- Andela is letting 400 developers go in Nigeria, Kenya and Uganda
- The company raised $100M in its Series D funding round
African outsourcing startup Andela recently raised $100 million, and is now ending its developer training programs in Nigeria, Kenya and Uganda, letting go of up to 400 people. Some trained Andela developers have not been placed at all for the past year in its primary U.S. market. This could be just a change in the company’s business model, or a deeper sign of the trouble awaiting Africa’s tech ecosystem given the saturation of talent in other regions.
Why This Matters: If you’re wondering what exactly does Andela do, they train developers across Africa for contract work with U.S. employers. Currently, they operate in Kenya, Uganda, Nigeria and Rwanda with about 1,100 developers on staff working for more than 200 companies, nearly 90 percent of which are located in the U.S. In February of this year Andela received a major injection of capital for its quest to continue connecting developers on the continent with tech companies around the world. The company raised $100 million in its Series D funding round, putting Andela’s valuation at somewhere between $600 million and $700 million.

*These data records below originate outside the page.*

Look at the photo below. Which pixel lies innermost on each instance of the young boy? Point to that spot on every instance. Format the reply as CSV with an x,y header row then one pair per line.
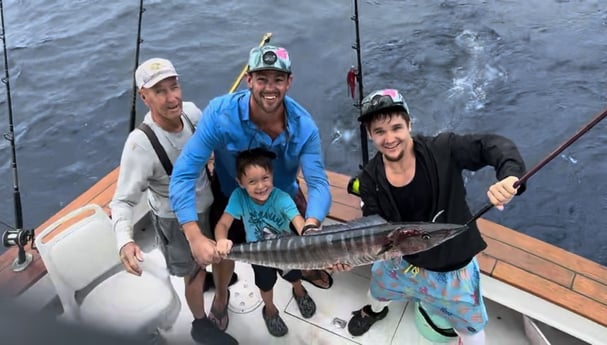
x,y
266,212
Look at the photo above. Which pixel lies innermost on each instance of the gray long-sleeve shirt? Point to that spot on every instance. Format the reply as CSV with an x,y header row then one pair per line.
x,y
141,171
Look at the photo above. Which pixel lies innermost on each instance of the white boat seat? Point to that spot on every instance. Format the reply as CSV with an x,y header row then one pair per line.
x,y
80,254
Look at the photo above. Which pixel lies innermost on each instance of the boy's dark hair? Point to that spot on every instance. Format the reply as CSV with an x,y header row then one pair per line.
x,y
257,156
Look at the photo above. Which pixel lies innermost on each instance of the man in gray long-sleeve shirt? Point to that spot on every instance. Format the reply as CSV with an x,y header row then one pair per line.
x,y
141,171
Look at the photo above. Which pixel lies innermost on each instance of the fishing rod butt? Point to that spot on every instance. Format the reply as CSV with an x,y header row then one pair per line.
x,y
19,238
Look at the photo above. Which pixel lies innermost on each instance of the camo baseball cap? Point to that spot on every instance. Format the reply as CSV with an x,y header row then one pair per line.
x,y
269,57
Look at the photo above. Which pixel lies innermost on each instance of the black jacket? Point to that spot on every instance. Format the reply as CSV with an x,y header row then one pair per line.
x,y
444,157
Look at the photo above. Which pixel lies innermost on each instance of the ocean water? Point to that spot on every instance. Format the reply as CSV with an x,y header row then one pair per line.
x,y
532,70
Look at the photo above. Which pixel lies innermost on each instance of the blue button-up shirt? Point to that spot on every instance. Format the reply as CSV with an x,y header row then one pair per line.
x,y
225,129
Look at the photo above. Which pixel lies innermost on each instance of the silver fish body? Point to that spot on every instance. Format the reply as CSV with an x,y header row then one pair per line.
x,y
359,242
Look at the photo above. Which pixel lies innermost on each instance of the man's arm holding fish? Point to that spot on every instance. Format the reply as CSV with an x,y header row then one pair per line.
x,y
224,245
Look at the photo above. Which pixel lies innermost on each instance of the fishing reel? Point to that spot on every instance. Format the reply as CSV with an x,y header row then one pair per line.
x,y
353,186
19,238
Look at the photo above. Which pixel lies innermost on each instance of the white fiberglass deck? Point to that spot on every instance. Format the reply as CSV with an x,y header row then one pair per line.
x,y
348,293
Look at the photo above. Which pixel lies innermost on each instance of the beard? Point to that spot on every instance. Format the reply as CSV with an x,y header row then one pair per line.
x,y
398,157
258,98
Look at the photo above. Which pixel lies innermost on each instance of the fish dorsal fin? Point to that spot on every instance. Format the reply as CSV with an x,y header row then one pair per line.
x,y
354,224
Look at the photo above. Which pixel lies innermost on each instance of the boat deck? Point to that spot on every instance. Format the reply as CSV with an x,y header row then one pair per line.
x,y
518,266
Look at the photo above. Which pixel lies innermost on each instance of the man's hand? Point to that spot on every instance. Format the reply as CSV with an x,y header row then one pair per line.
x,y
130,255
223,247
340,267
501,192
203,249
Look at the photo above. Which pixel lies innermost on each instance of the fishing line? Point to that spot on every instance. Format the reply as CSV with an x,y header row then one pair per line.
x,y
359,79
16,236
548,158
138,44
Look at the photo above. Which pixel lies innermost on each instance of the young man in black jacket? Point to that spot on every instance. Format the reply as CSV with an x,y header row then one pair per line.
x,y
420,179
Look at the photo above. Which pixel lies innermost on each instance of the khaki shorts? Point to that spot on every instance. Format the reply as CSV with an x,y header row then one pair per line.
x,y
174,245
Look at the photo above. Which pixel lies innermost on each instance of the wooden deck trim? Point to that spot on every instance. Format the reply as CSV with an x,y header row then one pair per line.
x,y
14,283
563,278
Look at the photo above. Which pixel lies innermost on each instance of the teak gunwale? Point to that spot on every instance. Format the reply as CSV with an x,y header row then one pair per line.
x,y
563,278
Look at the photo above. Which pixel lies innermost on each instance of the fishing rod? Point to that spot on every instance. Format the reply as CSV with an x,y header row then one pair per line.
x,y
264,40
16,236
139,40
358,74
548,158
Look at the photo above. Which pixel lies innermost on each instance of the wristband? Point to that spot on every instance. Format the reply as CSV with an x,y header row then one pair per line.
x,y
308,227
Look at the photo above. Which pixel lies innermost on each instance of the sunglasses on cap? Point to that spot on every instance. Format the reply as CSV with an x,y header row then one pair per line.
x,y
382,100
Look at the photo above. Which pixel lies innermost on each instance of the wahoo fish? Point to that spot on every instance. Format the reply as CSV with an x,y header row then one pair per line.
x,y
358,242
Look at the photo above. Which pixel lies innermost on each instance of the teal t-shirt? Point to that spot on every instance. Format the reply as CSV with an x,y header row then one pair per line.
x,y
265,221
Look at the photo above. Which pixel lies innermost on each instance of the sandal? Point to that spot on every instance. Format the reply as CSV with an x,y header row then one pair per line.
x,y
220,318
315,276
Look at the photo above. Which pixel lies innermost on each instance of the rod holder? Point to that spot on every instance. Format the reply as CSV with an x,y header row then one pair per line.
x,y
19,238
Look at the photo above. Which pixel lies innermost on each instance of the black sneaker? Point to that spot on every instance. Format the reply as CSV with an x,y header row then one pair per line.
x,y
363,319
205,333
306,304
276,326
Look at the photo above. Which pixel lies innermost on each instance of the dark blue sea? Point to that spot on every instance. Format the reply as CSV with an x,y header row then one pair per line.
x,y
532,70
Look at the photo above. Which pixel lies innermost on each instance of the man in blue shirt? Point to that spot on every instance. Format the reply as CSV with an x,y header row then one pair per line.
x,y
261,116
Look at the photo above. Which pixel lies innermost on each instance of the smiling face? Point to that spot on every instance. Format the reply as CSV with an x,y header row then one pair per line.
x,y
165,103
391,134
258,182
268,89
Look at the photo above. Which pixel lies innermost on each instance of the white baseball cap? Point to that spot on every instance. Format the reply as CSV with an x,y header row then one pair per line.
x,y
152,71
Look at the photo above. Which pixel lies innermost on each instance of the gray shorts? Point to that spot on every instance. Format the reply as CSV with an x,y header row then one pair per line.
x,y
175,246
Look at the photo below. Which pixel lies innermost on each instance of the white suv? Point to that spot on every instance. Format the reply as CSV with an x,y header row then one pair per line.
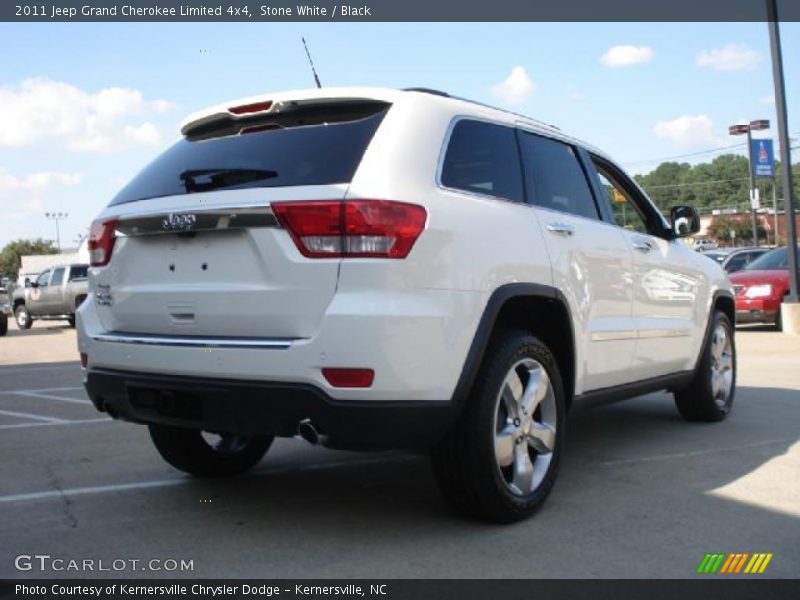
x,y
372,268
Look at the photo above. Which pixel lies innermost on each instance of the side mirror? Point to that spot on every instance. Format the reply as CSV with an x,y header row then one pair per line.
x,y
684,220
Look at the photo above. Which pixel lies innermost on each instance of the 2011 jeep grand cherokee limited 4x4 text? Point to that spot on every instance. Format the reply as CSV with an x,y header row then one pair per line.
x,y
375,269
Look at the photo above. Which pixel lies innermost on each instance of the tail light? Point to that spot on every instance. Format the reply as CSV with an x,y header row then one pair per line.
x,y
342,377
101,241
353,228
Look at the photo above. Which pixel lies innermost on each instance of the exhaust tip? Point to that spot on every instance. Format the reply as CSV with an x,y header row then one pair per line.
x,y
307,431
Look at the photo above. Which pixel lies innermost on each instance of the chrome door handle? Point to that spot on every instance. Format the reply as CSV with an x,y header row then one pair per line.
x,y
561,229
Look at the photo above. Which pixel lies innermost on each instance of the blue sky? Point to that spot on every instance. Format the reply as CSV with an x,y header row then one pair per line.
x,y
84,106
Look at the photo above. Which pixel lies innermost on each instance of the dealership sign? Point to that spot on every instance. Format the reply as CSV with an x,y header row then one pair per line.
x,y
763,158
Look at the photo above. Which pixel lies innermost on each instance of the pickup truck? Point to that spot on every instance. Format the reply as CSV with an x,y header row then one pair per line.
x,y
56,294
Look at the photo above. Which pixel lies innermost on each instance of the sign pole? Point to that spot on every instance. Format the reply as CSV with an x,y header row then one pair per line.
x,y
783,135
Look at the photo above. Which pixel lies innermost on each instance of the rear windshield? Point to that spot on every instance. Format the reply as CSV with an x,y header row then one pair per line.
x,y
317,154
774,260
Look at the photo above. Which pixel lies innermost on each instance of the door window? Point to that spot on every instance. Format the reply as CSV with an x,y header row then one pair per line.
x,y
58,277
624,210
555,178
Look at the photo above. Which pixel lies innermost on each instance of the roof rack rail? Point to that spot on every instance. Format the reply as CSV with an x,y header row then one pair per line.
x,y
446,95
427,91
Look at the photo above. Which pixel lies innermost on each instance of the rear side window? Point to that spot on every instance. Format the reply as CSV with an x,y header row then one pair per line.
x,y
58,277
78,272
555,178
483,158
271,155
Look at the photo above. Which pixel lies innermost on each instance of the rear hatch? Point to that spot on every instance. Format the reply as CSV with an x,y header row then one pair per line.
x,y
197,248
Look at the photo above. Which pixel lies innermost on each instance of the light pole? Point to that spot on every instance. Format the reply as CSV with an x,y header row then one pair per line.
x,y
748,128
57,217
783,137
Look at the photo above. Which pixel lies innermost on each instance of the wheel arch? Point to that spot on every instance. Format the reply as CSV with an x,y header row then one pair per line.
x,y
540,309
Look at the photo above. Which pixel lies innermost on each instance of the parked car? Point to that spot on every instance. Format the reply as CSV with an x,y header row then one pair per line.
x,y
739,258
718,254
761,286
371,269
703,244
55,295
5,311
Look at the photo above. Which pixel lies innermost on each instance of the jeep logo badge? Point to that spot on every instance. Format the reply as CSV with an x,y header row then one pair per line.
x,y
183,222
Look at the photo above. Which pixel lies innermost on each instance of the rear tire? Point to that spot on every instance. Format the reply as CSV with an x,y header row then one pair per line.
x,y
189,451
709,397
500,460
23,317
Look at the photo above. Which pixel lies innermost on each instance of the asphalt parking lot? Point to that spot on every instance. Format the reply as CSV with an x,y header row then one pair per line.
x,y
641,493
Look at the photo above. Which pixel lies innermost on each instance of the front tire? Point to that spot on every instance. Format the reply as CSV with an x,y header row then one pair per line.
x,y
709,397
500,460
23,317
190,451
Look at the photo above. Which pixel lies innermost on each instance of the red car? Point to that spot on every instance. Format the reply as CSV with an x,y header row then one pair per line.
x,y
761,286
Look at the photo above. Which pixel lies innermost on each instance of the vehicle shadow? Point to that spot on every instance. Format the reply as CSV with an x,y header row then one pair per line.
x,y
48,330
634,476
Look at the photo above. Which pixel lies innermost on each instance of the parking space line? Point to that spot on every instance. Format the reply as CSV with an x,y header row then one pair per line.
x,y
624,461
12,368
42,390
11,413
64,422
51,397
143,485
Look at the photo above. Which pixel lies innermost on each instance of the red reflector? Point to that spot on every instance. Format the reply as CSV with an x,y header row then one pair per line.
x,y
101,241
353,228
349,377
251,108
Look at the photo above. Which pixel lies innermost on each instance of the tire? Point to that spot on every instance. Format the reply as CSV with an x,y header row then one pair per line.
x,y
22,316
499,463
709,397
189,451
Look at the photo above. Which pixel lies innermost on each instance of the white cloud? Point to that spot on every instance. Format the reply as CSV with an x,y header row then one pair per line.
x,y
516,88
732,57
687,130
625,56
43,111
21,197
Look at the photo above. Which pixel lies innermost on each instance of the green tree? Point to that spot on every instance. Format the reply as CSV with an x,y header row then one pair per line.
x,y
10,255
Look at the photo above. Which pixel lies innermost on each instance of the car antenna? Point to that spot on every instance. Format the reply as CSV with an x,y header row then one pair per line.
x,y
311,62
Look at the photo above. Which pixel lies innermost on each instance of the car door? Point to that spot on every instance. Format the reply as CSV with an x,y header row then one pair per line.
x,y
37,295
591,261
670,289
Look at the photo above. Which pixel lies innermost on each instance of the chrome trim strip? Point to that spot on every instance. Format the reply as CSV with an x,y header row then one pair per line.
x,y
193,342
613,336
200,219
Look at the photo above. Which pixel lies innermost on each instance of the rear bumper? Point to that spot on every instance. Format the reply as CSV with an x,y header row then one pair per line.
x,y
266,408
757,310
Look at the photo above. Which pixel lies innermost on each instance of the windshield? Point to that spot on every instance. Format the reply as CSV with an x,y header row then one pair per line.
x,y
317,154
774,260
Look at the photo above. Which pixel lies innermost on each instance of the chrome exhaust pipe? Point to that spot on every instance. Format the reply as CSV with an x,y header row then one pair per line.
x,y
307,431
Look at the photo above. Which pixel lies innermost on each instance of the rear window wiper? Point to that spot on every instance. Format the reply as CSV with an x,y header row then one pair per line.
x,y
203,180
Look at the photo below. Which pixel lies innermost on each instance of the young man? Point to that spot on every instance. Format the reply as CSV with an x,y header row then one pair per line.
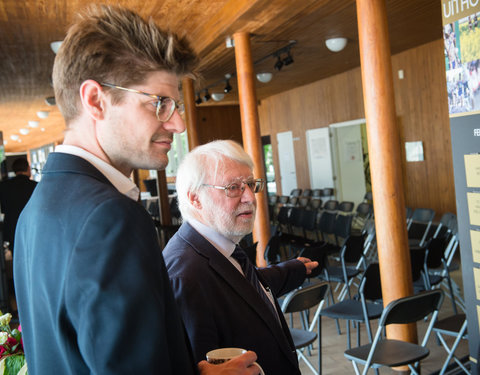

Andela’s pricing strategy is set for servicing U.S. and European clients, meaning it’s not economically viable to just start placing talent locally across Africa
Executives at Andela claim these layoffs are largely thanks to an upswell of training programs on the continent since it first launched in 2014, and that the changes are not about cost-cutting. Andela receives anywhere from $50,000 to $120,000 per developer from a company and passes one-third of that directly to the person doing the work. Now that they’ve unloaded hundreds of skilled developers in some of Africa’s largest tech ecosystems, it’s uncertain if the region can absorb these displaced workers.
We also have to look at whether or not this business model is sustainable for Andela. It seems like it may not be. There are loads of startups on the continent which workers perhaps could’ve been placed at, albeit at much lower price points. It’s easy to see that a pricing strategy set for servicing U.S. and European clients is not economically viable to just start placing talent locally across Africa.
Situational Awareness: Facebook (FB -1.67 percent) founder Mark Zuckerberg and his wife’s Chan Zuckerberg Initiative made Andela its first investment. They’ve continued to seed capital into the company with its series D raise along with Al Gore’s Generation Investment Management, GV, Spark Capital and CRE Venture Capital. Andela has grown rapidly with venture capital funding in the last five years, but has yet to attain profitability.